Me dijo que había hablado con Adelina, justo antes de que ella sucumbiera ante las torturas. Él se había quedado solo con ella y, antes de que su corazón se detuviera, Adelina le hizo prometer que me salvaría.

Dijo que me sacaría de ese lugar y yo le creí. ¿Qué más podía hacer?

Entonces me convirtió.

Sólo recuerdo haber sentido dolor. Era como si hubieran aplicado todas la torturas que recibí durante eso siglos pero al mismo tiempo, en eso solo instante.

Cuando los demás militares me encontraron a la mañana siguiente, me creyeron muerta. Quien sabe, tal vez lo estaba.

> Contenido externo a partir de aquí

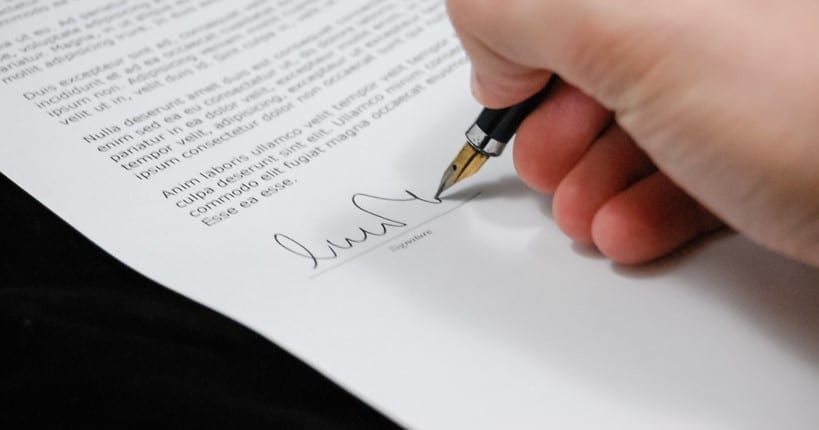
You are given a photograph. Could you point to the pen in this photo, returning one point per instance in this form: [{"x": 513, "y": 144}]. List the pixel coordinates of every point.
[{"x": 488, "y": 137}]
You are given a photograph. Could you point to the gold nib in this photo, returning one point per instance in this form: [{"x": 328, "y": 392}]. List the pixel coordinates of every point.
[{"x": 466, "y": 164}]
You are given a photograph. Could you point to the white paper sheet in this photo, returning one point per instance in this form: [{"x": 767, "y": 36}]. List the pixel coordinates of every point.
[{"x": 123, "y": 117}]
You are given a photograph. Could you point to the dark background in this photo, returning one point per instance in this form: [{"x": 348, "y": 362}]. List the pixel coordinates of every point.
[{"x": 88, "y": 341}]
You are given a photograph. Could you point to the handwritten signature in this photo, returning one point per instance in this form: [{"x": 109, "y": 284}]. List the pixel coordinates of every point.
[{"x": 330, "y": 250}]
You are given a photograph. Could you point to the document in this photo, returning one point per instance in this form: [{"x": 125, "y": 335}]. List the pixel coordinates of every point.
[{"x": 277, "y": 161}]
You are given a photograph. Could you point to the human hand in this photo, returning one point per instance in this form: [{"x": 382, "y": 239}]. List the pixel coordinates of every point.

Me llevaron lejos y me sepultaron junto a otros desaparecidos en una especie de fosa común.

No sé cuánto tiempo estuve enterrada. Pero una noche, él volvió y me sacó de mi sepulcro. Estaba tan sedienta, tan débil y eufórica a la vez. Sentía que ya no era la misma y mi quieto corazón me lo dijo.

Y él no estaba solo. Otro soldado lo acompañaba, joven e inconsciente. Pero este muchacho no era como él, era humano. Y olía tan delicioso...

Sin pensarlo y sin saber cómo, lo agarré con mis zarpas y le clavé los colmillos en la yugular.

Lo siguiente que recuerdo es que estaba agazapada contra un árbol mirando aterrada al cuerpo sin vida de aquel hombre, con las manos y la cara sucias de su sangre. Yo lo había matado.

Walter. Así se llamaba el hombre que me liberó; quien me mató, revivió y me convirtió en asesina. Él me explicó qué lo que realmente era él y en qué me había convertido. Me dijo que si no bebía sangre humana moriría. Era parte de mi nueva naturaleza. Ese era el motivo por el que había matado a su acompañante, como un animal.

Y esa no fue la única noche en que maté a alguien.

Sin embargo, jamás me sentí orgullosa de aquella vida, pero seguí. Igual lo seguí. Ya no tenía a nadie.

Walter pertenecía a un grupo de arcanos que se rebelan al Consejo, llamados nocturnos, seguidores de Nocta, a quien llamaban Ama. Ellos consideran que limitarles su alimentación a sangre animal es privarles de su naturaleza y que el Consejo no debería ser dirigido únicamente por el Triunvirato, que sus leyes eran estúpidas y corruptas. Se hacían llamar anarquistas, pero yo conocía demasiado de Historia como para saber que no eran más que la variante mágica de un régimen autocrático. Y Walter era su líder todopoderoso.